Below the knee DVT

This forum made possible through the generous support of SDN members, donors, and sponsors. Thank you.

whasupmd2

Member
7+ Year Member
15+ Year Member
20+ Year Member
Joined
Jul 9, 2003
Messages
60
Reaction score
0
I know this is controversial, but was curious about your area standard of care? Are you guys anticoagulating these the same as other DVT? There seems to be pretty conflicting evidence.

Members don't see this ad.
 
In my practice the care is the same. The other area docs do this as well.

ntubebate
 
whasupmd2 said:
I know this is controversial, but was curious about your area standard of care? Are you guys anticoagulating these the same as other DVT? There seems to be pretty conflicting evidence.


Most of the major texts recommend coagulation for BK DVT. Essentially the treatment is the same.
 
Members don't see this ad :)
whasupmd2 said:
I know this is controversial, but was curious about your area standard of care? Are you guys anticoagulating these the same as other DVT? There seems to be pretty conflicting evidence.

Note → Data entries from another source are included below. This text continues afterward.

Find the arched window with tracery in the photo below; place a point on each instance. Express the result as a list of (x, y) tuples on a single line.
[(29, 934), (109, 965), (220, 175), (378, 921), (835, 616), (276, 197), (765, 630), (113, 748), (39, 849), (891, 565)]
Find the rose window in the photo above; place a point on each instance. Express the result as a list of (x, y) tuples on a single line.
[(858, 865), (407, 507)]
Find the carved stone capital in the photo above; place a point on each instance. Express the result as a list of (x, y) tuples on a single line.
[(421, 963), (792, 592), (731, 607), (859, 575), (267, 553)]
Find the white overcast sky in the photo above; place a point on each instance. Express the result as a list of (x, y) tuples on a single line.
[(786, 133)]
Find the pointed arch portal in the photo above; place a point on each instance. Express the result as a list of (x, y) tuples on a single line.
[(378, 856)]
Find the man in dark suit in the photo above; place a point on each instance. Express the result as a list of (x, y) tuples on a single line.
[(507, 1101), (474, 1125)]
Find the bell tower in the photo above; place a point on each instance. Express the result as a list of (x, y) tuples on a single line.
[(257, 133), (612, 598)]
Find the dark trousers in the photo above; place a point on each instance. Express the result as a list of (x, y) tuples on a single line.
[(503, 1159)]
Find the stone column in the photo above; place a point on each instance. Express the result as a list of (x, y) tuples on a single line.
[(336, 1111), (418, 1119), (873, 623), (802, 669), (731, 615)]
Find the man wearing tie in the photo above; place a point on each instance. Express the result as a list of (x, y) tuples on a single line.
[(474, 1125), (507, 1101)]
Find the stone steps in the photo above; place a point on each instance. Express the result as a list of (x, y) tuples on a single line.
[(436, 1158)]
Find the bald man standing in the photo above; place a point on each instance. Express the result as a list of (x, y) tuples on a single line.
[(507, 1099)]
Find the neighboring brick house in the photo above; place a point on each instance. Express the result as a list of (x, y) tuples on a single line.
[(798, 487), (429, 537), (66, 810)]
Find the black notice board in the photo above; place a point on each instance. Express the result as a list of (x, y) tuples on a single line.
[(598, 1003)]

the smaller DVT's (below the knee, popliteal) should be treated with therapeutic anticoagulation. reasons? it is the nature of clots to propogate. also, though this type of DVT is too small to cause the large hemodynamically threatening PEs, these small suckers are thought to be reponsible for paradoxical emboli (snake right through them PFOs which are in at least 15% of the popluation). a small clot can wreak havoc once it reaches systemic circulation.
 
Qtip96 said:
the smaller DVT's (below the knee, popliteal) should be treated with therapeutic anticoagulation. reasons? it is the nature of clots to propogate. also, though this type of DVT is too small to cause the large hemodynamically threatening PEs, these small suckers are thought to be reponsible for paradoxical emboli (snake right through them PFOs which are in at least 15% of the popluation). a small clot can wreak havoc once it reaches systemic circulation.

http://www.bestbets.org/cgi-bin/bets.pl?record=00451
 
The Trauma literature only advocates anticoagulating AK clots which are deep vessels. Thus, there is no need to anticoagulate superficial clots or Below knee clots. You can just keep them on DVT prophylaxis and if the clot extends to any degree on repeat U/S (usually 1 wk) than full DVT treatment is warranted.

That being said... I know that in all the ERs I have worked in, and on the medicine wards, we anticoagulate ANY clot (regardless of AK, BK, superficial, or deep).
 
totalbodypain said:
No I've seen him work. He gives them factors, waits for the inevitable saddle embolus then calls it a day. Makes for quiker dispo you know.....


Easier to dispo the patients when a certain attending is on shift. If everyone has a DVT/PE, then he's happy and will sign the chart.
 
waterski232002 said:
The Trauma literature only advocates anticoagulating AK clots which are deep vessels. Thus, there is no need to anticoagulate superficial clots or Below knee clots. You can just keep them on DVT prophylaxis and if the clot extends to any degree on repeat U/S (usually 1 wk) than full DVT treatment is warranted.

That being said... I know that in all the ERs I have worked in, and on the medicine wards, we anticoagulate ANY clot (regardless of AK, BK, superficial, or deep).
Keypoint is that this is trauma literature and not emergency medicine literature. Trauma patients are often bedrested, ventilated, etc., whereas many of our medical patients are active and have underlying clotting disorders.

30% of all below-the-knee clots will eventually become an above-the-knee DVT. How do I know this? Because my instutition has had two M&M cases where calf thromboses were detected, not treated, and the patient subsequently returned within 5 days (both times) with PE's, one of which required thrombolytics.
 
ouch, scary. unless you always anticoagulate.

southerndoc said:
Keypoint is that this is trauma literature and not emergency medicine literature. Trauma patients are often bedrested, ventilated, etc., whereas many of our medical patients are active and have underlying clotting disorders.

30% of all below-the-knee clots will eventually become an above-the-knee DVT. How do I know this? Because my instutition has had two M&M cases where calf thromboses were detected, not treated, and the patient subsequently returned within 5 days (both times) with PE's, one of which required thrombolytics.